The music had stopped. There came the sound of approaching voices. Their privacy was at an end.
Yet for full ten seconds Noel stood widely gazing at the girl before him with eyes in which surprise, hurt pride, and smouldering passion mingled; then very abruptly, as the first chattering couple reached the half-open door, he swung away from her.
“All right!” he said. “Good-bye!”
He went straight out without a glance behind, nearly running into the gay invaders.
Olga, with the instinct to escape notice, turned as swiftly to the window. She went out upon the verandah, blindly groping her way, scarcely aware of her surroundings. And a figure waiting there in the dimness laughed a cruel laugh and roughly caught her.
“‘You’d sooner marry him,’ eh?” gibed a voice close to her ear. “My dear, that’s the wisest resolution you ever made in your life!”
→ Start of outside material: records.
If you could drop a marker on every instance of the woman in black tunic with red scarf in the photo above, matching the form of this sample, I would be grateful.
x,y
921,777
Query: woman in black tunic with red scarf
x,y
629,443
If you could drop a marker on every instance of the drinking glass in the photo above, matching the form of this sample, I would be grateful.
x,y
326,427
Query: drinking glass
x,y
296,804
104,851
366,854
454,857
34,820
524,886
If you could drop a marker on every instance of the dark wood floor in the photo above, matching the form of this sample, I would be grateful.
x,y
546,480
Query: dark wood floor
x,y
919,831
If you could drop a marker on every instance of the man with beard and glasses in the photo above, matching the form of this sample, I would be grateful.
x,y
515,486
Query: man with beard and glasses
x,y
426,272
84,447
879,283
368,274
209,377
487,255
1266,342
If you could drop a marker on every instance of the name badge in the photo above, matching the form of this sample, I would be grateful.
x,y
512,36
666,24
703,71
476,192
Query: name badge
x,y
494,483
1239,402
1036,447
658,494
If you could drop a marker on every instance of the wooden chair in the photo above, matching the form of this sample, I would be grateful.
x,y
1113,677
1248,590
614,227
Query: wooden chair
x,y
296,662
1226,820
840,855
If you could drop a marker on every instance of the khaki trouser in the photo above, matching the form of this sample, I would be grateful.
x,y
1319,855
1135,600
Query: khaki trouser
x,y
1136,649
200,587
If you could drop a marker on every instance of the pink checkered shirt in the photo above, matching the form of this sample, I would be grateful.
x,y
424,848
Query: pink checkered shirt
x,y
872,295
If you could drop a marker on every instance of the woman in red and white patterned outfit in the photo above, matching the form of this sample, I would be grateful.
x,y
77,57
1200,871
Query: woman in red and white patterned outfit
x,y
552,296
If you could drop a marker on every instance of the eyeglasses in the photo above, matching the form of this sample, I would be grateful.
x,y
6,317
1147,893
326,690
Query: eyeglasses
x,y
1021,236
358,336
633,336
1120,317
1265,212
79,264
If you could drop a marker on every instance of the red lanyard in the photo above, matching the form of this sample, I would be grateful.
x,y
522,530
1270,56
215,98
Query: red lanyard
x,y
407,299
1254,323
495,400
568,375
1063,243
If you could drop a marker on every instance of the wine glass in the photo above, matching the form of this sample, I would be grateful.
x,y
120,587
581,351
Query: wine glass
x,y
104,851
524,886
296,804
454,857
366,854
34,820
She did not cry out or attempt to resist him. She had known that her fate was sealed. Only, as his lips sought hers, she shrank away with every fibre of her being in sick revolt, and for the first time in her life she begged for mercy.
“Please—please—give me to-night!” she pleaded. “Only to-night! Yes, I will marry you. But don’t—don’t ask—any more of me—to-night!”
He paused, still holding her in his arms, feeling the wild beat of her heart against his own, softened in spite of himself by that quivering, agonized appeal.
“And if I let you go to-night, what will you give me to-morrow?” he said.
“I shall be—your fiancee—to-morrow,” she whispered, gasping.
“And you will marry me—when?”
“You shall decide,” she murmured faintly.
He laughed rather brutally. “A somewhat empty favour, my dear, since I should have decided in any case. But if you give me your promise to come to me like a sensible girl, without any more nonsense of any kind—”
“I will!” she said. “I will!”
“Then—” he released her with the words—“I give you your freedom—till to-morrow. Go—and make the most of it!”
He had not kissed her. She slipped from his arms, thankful for his forbearance, and sped away down the veranda like a shadow.
As for Hunt-Goring, he cursed himself for a soft fool and took out his cigarettes to wile away what promised to be an evening of infernal dullness.
THE GIFT OF THE RAJAH
Olga danced that night with the feeling that she danced upon her grave, reminding herself continually, as the hours slipped by, that it was her last night of freedom.
The failure of Nick to appear for the supper-dances diverted her thoughts from this but to send them with ever-growing anxiety into a new channel. Where was Nick? What was happening to him? What could be delaying him?